With those honestly I'd be affraid of mine but I'm use to my old Rincon


----------



## 850PoPo (Oct 28, 2009)

Really you have to ride one to get the feel it's got a big ole motor and it's a very heavy machine I'm not use to a bike this large


----------



## 30backs (Feb 23, 2009)

dont really know how many feet that was i told him i would run as fast as far my sec spring would allow me to go . low end the brute feels way more responsive to me but the xp rides very well with the eps on it but with out the sld mod it c has a hard tim moving the big tires like a brute


----------



## 08GreenBrute (Jul 13, 2009)

ok id love to race an 850xp just to see on the 300' track. mine usually out runs mildly built 450's in the 300ft when i had stock tires anyway not sure with the 28's


----------



## Metal Man (Dec 17, 2008)

I posted a pretty good thread a while back with videos of me racing a new Popo 850 XP.
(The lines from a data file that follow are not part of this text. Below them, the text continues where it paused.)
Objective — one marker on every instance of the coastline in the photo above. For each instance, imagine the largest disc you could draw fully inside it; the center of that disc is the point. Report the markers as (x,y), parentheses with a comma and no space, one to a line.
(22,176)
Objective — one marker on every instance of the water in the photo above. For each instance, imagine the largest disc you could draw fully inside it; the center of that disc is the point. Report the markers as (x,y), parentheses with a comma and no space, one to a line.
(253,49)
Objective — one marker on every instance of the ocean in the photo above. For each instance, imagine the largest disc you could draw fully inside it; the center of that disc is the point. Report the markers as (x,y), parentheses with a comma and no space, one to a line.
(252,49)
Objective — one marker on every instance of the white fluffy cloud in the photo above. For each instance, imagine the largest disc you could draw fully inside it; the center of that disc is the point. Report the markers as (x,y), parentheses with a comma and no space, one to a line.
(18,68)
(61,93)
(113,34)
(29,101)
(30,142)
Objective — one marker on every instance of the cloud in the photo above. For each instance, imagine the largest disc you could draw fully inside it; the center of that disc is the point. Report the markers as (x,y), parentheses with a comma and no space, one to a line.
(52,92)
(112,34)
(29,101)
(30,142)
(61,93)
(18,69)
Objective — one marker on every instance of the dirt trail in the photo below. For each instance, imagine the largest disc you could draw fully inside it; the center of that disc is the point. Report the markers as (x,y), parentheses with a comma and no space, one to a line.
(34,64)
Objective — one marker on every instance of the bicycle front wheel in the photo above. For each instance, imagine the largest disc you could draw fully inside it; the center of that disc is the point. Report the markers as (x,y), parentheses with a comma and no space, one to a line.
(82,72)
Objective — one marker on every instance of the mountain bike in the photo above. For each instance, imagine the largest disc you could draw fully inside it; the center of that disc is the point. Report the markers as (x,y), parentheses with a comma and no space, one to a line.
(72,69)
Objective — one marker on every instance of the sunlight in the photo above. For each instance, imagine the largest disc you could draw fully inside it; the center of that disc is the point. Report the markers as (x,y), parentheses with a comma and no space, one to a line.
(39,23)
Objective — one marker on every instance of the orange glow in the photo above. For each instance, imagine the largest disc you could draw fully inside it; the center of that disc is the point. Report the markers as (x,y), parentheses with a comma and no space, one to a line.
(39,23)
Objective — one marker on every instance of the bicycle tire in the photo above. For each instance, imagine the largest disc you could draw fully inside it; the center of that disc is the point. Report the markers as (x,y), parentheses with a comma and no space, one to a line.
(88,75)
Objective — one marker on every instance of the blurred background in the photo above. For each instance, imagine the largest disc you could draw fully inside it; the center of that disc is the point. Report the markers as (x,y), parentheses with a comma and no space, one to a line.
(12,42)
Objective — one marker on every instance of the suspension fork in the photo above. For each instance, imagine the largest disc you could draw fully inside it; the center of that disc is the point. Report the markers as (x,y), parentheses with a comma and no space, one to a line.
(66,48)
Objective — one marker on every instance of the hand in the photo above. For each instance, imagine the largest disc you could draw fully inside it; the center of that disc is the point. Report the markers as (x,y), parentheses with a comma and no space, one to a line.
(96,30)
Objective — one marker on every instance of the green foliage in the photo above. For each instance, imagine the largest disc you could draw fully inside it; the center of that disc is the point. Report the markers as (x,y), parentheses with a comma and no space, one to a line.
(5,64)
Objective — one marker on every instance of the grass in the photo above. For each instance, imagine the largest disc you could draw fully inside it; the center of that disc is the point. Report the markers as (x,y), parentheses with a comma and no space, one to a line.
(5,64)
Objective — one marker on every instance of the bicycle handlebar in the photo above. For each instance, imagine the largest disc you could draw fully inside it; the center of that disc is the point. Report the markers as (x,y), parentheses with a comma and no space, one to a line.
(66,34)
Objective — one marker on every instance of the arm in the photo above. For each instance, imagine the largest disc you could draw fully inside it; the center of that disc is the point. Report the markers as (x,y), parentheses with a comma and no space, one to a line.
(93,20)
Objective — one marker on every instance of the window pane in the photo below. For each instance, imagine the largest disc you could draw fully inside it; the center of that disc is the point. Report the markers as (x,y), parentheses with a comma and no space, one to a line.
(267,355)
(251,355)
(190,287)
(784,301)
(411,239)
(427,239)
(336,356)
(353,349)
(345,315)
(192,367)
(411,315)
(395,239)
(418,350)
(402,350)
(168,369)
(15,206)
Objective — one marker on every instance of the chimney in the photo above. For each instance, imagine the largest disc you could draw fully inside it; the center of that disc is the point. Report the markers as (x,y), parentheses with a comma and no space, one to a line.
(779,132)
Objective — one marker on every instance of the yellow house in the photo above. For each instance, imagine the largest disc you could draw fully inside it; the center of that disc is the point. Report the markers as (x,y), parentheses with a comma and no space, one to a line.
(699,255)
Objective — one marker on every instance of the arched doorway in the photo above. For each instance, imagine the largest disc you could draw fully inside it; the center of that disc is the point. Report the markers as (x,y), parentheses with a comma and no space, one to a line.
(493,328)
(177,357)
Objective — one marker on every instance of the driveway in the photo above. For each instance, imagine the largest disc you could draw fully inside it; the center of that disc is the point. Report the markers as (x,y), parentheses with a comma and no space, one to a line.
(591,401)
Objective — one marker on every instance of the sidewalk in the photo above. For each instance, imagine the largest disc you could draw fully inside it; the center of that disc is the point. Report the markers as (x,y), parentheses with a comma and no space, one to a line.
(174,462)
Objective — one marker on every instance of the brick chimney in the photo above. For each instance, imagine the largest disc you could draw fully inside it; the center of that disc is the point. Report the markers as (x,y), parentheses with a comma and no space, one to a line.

I had just got my VDI programmer but i did not have the HMF exhaust then. The Popo had exhaust and programmer.

Those 850 xp's have plenty of power. Its just not as "instant!!" on take off as the brutes are. in a way thats a good thing. Much easer to control if you punch it WOT from a stop....but it not near as fun :bigok:

Heres the link if you want to see the videos. http://www.mudinmyblood.net/forum/showthread.php?t=1826


----------



## 850PoPo (Oct 28, 2009)

I've been told with the heel clicker you can get that snap that your speaking of out of the xp. Only thing i'd be worry with is would the belt hold up to it cause the 850 has the same belt as the 550 and I've heard those shreed belts with the epi clutch kit


----------



## 650Brute (Dec 18, 2008)

I saw a certain 850 Pull a wheelie at 20+ mph, haven't rode one myself. Nice Bike tho, for sure.


----------



## 850PoPo (Oct 28, 2009)

Well you didn't ask you are more than welcome to ride it anytime.


----------



## 88rxn/a (Mar 2, 2009)

i have always disliked polaris up until the XP. i know have respect for the sportsman.


----------